Jacques Lacan (1901-1981)



       Cabe ainda dizer, em referência ao modelo do estádio do espelho de Lacan, que, tal como a situação de captação do olhar pela forma especular, poderíamos imaginar um mesmo efeito de captação pela voz, em relação ao qual caberia discernir o que equivaleria à forma (Gestalt). As respostas especulares da ninfa Eco e a perigosa sedução do canto das sereias ilustrariam bem o poder de fascinação da voz, precisamente quando ela evoca, um pouco de perto demais, o vestígio sensorial da primeira voz em que o sujeito, no estágio de infans, ficou como que suspenso. Eco, excessivamente falastrona para o gosto de Juno, a quem manteve entretida com suas palavras enquanto as ninfas deixavam-se abordar por Júpiter, incorreu na cólera da deusa e foi condenada a repetir os sons emitidos por uma primeira voz. Duplo sonoro de um Narciso especular, conhecemos a queixa melancólica de Eco e o lento ressecamento mineral de seu corpo. Certamente poderíamos interpretar a história de Eco como o retorno do sujeito a uma fase primitiva de seu desenvolvimento, na qual a voz ouvida constituiu o único traço distintivo de seu universo, traço cujas primeiras modulações ele já podia discernir nesse estágio de infans. Numa visão similar, Didier Anzieu atribui à voz um papel na constituição do "si", que ele define, antes mesmo da constituição do eu, como um "conjunto psíquico pré-individual, dotado de um esboço de unidade e identidade". A voz torna-se então um "envoltório sonoro do eu" e entra na estruturação posterior do eu, da mesma forma, diríamos, que a imagem especular.

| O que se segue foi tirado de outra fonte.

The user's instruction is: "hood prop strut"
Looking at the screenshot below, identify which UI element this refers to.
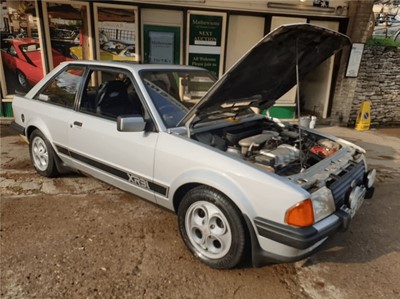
[296,38,303,171]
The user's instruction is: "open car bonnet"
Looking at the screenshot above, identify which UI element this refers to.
[180,24,351,126]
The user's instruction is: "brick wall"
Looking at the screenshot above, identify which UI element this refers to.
[347,45,400,126]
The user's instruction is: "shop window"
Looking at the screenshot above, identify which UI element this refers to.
[44,2,92,68]
[35,67,84,109]
[95,4,139,61]
[0,0,43,97]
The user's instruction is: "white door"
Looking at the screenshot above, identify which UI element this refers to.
[69,70,161,201]
[301,20,339,118]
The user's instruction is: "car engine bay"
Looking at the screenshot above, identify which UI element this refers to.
[193,119,341,176]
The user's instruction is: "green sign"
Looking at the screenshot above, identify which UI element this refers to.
[188,14,223,77]
[189,15,222,47]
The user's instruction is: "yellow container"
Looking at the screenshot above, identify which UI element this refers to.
[355,101,371,131]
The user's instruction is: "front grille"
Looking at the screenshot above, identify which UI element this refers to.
[327,162,365,209]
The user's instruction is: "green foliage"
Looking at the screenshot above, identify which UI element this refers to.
[366,38,400,47]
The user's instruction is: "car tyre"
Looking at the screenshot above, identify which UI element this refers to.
[17,71,29,90]
[29,130,59,178]
[178,186,246,269]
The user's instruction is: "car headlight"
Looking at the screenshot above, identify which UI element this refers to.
[285,187,336,227]
[311,187,336,222]
[365,169,376,188]
[285,198,314,227]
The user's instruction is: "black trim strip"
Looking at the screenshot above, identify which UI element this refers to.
[10,121,25,136]
[254,213,344,249]
[56,145,168,197]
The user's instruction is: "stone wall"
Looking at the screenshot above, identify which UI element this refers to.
[330,0,374,125]
[347,45,400,126]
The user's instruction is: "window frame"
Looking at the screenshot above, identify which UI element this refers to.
[33,64,87,110]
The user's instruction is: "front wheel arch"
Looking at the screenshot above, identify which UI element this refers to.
[174,183,252,269]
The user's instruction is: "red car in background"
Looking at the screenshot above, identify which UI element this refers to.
[1,38,72,89]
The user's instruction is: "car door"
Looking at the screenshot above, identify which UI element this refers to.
[31,65,85,162]
[1,41,18,71]
[69,68,159,201]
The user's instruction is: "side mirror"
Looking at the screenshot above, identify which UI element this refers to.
[117,115,146,132]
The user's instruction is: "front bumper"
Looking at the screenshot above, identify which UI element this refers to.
[245,180,374,267]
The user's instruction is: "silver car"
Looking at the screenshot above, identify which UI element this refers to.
[13,24,375,268]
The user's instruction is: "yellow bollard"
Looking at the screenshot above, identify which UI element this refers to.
[355,101,371,131]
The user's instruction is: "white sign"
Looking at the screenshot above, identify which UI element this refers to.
[346,43,364,78]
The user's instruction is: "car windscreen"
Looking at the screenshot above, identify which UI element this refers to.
[140,70,216,128]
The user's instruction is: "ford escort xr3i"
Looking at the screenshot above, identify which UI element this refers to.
[13,24,375,268]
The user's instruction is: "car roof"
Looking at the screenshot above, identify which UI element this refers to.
[61,60,205,72]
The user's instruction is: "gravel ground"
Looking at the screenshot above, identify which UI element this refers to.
[0,126,400,299]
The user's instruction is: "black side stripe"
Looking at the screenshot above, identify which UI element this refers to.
[56,145,168,197]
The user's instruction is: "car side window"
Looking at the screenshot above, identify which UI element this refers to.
[79,70,143,120]
[8,45,17,56]
[35,66,85,109]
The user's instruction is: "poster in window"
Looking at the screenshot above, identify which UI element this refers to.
[188,13,225,77]
[149,31,175,64]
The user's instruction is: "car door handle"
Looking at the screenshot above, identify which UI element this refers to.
[71,121,83,128]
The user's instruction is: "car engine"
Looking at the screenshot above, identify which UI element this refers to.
[194,120,340,176]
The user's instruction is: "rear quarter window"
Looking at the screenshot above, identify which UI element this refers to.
[35,67,84,109]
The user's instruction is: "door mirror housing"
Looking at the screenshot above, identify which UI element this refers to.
[117,115,146,132]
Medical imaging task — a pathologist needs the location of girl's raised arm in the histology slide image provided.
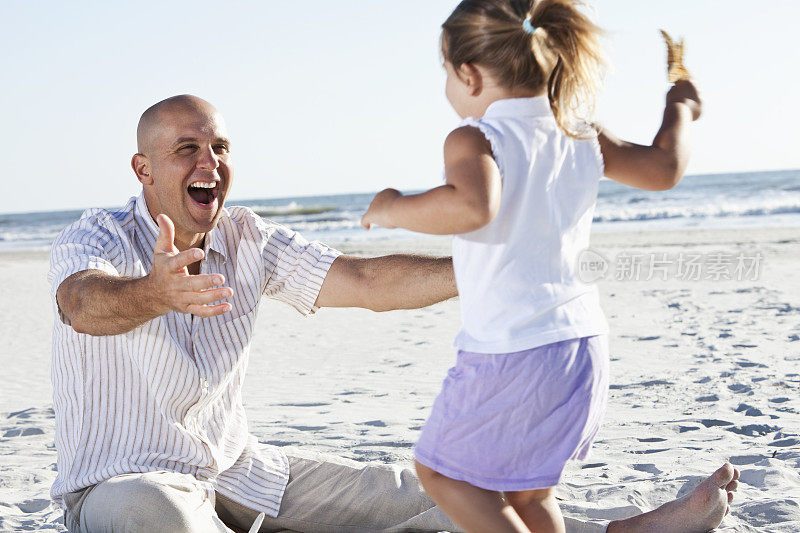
[361,126,502,235]
[598,80,702,191]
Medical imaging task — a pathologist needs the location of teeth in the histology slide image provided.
[189,181,217,189]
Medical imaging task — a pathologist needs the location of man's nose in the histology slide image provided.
[197,146,219,170]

Por outro lado, Lacan considera a voz como um dos cinco "objetos cedíveis" (o seio, as fezes, o pênis, o olhar e a voz) que mantêm com o corpo uma relação de separação e, em virtude disso, participam do processo de desenvolvimento do eu. "Essa função de objeto cedível", escreve ele no seminário sobre a angústia, "como pedaço separável e que veicula, como que primitivamente, alguma coisa da identidade do corpo que antecede o próprio corpo quanto à constituição do sujeito..." Na esteira desse pensamento, Denis Vasse fala ainda de uma "introdução na voz" como introdução no mundo, indicando com essa expressão, ao mesmo tempo, o que é ouvido da voz materna e o que é ouvido da nomeação; e esta, assimilada à voz simbólica do Pai, impediria que o "sentimento oceânico" trazido pelo que é ouvido da voz tornasse a fazer o sujeito submergir sob a forma do eco.

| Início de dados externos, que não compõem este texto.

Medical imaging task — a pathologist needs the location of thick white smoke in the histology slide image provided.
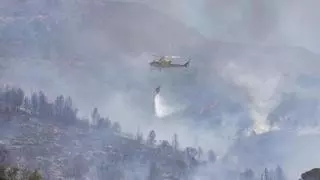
[154,93,185,118]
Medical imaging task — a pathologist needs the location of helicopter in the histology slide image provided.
[149,55,190,70]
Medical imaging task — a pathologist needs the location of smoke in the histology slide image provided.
[154,93,185,118]
[0,0,320,179]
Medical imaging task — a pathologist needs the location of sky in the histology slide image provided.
[150,0,320,53]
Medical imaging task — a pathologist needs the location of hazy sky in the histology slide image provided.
[150,0,320,53]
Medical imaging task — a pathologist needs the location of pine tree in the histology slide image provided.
[147,130,156,145]
[172,133,179,151]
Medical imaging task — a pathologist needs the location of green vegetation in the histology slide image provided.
[0,165,43,180]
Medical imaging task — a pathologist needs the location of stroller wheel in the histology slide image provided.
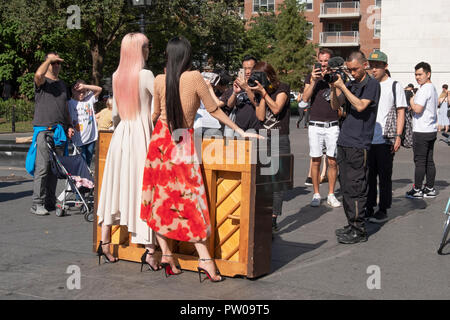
[56,206,66,217]
[84,210,94,222]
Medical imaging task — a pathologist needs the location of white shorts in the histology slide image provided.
[308,121,339,158]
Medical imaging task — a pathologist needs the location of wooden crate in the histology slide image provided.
[93,131,293,278]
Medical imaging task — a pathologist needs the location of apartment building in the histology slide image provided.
[244,0,381,58]
[381,0,450,89]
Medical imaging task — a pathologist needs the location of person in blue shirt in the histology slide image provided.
[27,52,74,216]
[330,51,381,244]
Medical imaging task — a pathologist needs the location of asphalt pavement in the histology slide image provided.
[0,118,450,300]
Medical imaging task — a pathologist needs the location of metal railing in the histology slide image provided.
[320,31,359,46]
[320,1,361,17]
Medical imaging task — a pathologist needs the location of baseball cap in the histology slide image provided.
[367,50,387,64]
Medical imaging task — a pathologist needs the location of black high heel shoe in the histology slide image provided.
[141,249,162,272]
[197,258,225,283]
[97,241,119,265]
[161,254,183,278]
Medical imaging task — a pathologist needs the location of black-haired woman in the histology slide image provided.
[141,37,259,282]
[250,61,291,232]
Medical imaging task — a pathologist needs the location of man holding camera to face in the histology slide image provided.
[303,48,341,208]
[219,56,262,137]
[331,51,381,244]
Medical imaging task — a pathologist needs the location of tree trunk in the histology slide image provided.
[91,42,105,87]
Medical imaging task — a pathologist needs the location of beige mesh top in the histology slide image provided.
[152,71,218,128]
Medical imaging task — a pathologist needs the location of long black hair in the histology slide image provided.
[166,37,192,132]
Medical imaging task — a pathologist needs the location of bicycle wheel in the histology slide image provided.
[438,215,450,254]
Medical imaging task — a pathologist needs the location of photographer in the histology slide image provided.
[248,61,291,231]
[331,51,380,244]
[366,50,407,223]
[194,70,231,137]
[303,48,341,208]
[219,56,262,137]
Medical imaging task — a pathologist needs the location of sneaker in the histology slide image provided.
[327,193,341,208]
[320,176,328,184]
[305,177,312,186]
[405,186,423,199]
[335,224,352,236]
[369,209,389,223]
[30,204,49,216]
[311,193,321,207]
[272,217,279,232]
[422,187,436,198]
[45,204,56,211]
[365,207,374,221]
[337,229,367,244]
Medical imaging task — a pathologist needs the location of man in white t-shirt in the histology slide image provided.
[406,62,438,199]
[69,80,102,167]
[366,50,407,223]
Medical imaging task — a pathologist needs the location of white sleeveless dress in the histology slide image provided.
[97,69,156,244]
[437,101,450,127]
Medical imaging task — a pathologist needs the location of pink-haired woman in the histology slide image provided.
[97,33,160,271]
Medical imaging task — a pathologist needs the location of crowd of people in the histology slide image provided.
[29,33,450,282]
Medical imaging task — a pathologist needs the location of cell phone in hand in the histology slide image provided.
[238,68,245,81]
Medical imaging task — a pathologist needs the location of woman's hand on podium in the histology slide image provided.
[236,128,265,139]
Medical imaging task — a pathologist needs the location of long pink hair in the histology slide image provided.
[113,33,148,120]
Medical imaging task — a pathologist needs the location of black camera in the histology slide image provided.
[323,57,349,83]
[323,68,348,83]
[405,90,414,107]
[247,71,270,88]
[236,92,251,107]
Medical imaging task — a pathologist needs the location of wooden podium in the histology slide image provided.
[93,131,293,278]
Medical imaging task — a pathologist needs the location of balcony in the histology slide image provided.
[319,31,359,47]
[319,1,361,19]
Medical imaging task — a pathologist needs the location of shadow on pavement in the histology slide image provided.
[0,190,33,202]
[270,236,328,274]
[277,203,333,235]
[283,187,311,201]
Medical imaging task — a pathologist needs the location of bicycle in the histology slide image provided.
[438,197,450,255]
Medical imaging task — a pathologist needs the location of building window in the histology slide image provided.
[297,0,313,11]
[306,21,314,40]
[253,0,275,12]
[373,20,381,38]
[327,23,342,32]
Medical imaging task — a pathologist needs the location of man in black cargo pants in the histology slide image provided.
[330,51,381,244]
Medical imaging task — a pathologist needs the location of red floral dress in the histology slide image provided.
[141,120,211,242]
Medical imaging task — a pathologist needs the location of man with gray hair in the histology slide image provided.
[26,52,74,216]
[330,51,380,244]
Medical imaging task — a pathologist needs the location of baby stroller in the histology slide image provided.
[47,138,94,222]
[438,198,450,254]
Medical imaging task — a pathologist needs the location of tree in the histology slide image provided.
[266,0,315,89]
[243,12,277,59]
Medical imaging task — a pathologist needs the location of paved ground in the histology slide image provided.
[0,119,450,300]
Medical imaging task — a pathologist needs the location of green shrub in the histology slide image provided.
[0,99,34,122]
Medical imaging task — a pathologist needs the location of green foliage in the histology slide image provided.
[0,99,34,122]
[242,12,277,59]
[245,0,315,90]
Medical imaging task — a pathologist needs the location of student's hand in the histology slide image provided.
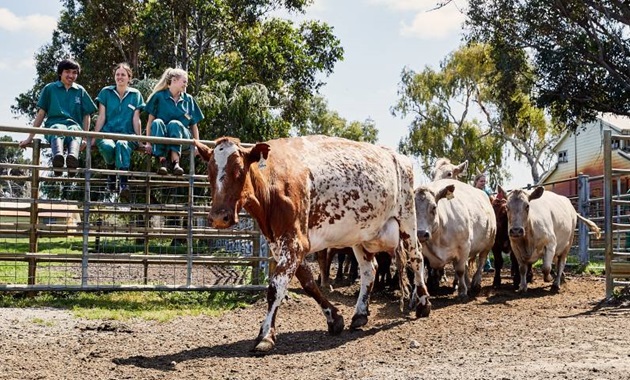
[19,137,33,149]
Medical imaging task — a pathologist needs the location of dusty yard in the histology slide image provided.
[0,272,630,380]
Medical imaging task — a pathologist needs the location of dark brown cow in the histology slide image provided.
[195,136,431,352]
[491,186,533,288]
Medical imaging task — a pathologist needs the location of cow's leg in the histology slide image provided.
[540,241,556,282]
[518,261,528,293]
[469,250,486,297]
[315,249,330,289]
[254,242,303,353]
[350,246,376,329]
[453,259,472,301]
[296,261,343,335]
[492,247,503,288]
[551,246,573,292]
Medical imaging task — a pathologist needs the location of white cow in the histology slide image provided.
[431,157,468,181]
[500,186,600,292]
[415,179,497,298]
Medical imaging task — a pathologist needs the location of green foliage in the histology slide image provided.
[468,0,630,130]
[13,0,343,137]
[392,44,558,184]
[296,96,378,143]
[0,291,259,321]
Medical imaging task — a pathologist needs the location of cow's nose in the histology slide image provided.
[510,227,525,237]
[208,209,236,228]
[416,230,431,243]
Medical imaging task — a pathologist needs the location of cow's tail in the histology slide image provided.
[395,241,410,311]
[576,213,602,239]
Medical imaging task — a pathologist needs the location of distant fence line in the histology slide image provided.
[0,126,271,291]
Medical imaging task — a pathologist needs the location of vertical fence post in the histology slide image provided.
[81,137,92,287]
[27,139,41,285]
[578,173,590,267]
[185,144,195,287]
[603,129,613,298]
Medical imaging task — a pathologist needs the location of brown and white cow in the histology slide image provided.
[507,186,600,292]
[431,157,468,181]
[195,136,431,352]
[415,179,496,298]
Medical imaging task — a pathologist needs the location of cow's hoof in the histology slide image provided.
[252,338,276,354]
[328,315,343,335]
[350,314,367,330]
[468,284,481,297]
[416,300,431,318]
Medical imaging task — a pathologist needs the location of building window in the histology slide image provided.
[610,139,621,150]
[558,150,569,163]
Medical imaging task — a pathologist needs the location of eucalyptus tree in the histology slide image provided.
[392,44,558,183]
[12,0,343,138]
[466,0,630,130]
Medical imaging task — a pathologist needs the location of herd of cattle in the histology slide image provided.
[195,136,599,353]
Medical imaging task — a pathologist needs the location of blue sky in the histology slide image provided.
[0,0,530,188]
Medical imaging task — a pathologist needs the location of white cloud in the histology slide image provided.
[368,0,468,39]
[0,8,57,36]
[400,3,465,39]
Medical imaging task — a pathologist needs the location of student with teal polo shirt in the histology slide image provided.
[20,59,96,176]
[145,68,203,176]
[92,63,144,198]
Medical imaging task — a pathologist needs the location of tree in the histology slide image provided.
[12,0,343,140]
[392,44,558,183]
[468,0,630,130]
[297,96,378,143]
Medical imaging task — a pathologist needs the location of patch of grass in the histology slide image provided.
[0,291,261,322]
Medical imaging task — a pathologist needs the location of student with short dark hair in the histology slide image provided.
[20,59,96,176]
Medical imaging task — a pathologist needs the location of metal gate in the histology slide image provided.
[0,126,270,291]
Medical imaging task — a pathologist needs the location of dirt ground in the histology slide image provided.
[0,272,630,380]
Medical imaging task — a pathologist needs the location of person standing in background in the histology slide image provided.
[473,173,494,273]
[145,68,203,176]
[92,63,144,199]
[19,59,96,176]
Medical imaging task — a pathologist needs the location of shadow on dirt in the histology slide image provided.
[113,319,407,371]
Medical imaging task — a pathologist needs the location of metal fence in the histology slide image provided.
[0,126,270,291]
[603,130,630,298]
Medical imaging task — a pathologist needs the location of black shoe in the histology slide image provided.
[53,154,66,177]
[107,175,116,192]
[173,161,184,176]
[119,185,131,201]
[157,159,168,175]
[66,154,79,177]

Música e percepção endopsíquica

       A psicanálise interessa-se pela voz, portanto, por esses dois pontos de vista, que concernem ao mesmo tempo ao universo sonoro primitivo, marcado pela voz materna, e à ruptura simbólica, marcada pela voz do Pai, cujo choque com o banho sonoro original estaria na base da autoridade do supereu, Assim, em "Sobre o narcisismo: uma introdução" (1914), Freud adianta a natureza sonora do supereu: "O que incita o sujeito a formar o ideal do eu, cuja guarda fica entrégue à consciência moral, é justamente a influência crítica dos pais, tal como transmitida peia voz deles"; e ele retomaria a mesma formulação em "O eu e o isso" (1923), esclarecendo que o supereu, composto das representações de palavra pré-conscientes, extrai sua energia de investimento, no entanto, de um "escutado" mais profundo, cuja origem situa-se no isso. Na voz encontramos as duas polaridades em virtude das quais a música transcende o domínio da expressão: a do aquém primitivo, que favorece o reencontro com um modo de prazer fusional há muito abandonado, e a do além formal, que permite fixar o prazer sublimado na elaboração de imagens cada vez mais conceituais. E a natureza do musical residiria, precisamente, em essas duas polaridades, do aquém e do além da expressão, parecerem indissociáveis, partes integrantes do próprio material sonoro, que, por conseguinte, como mostra a musica contemporânea, pode prescindir inteiramente do recurso a um objeto-representação externo.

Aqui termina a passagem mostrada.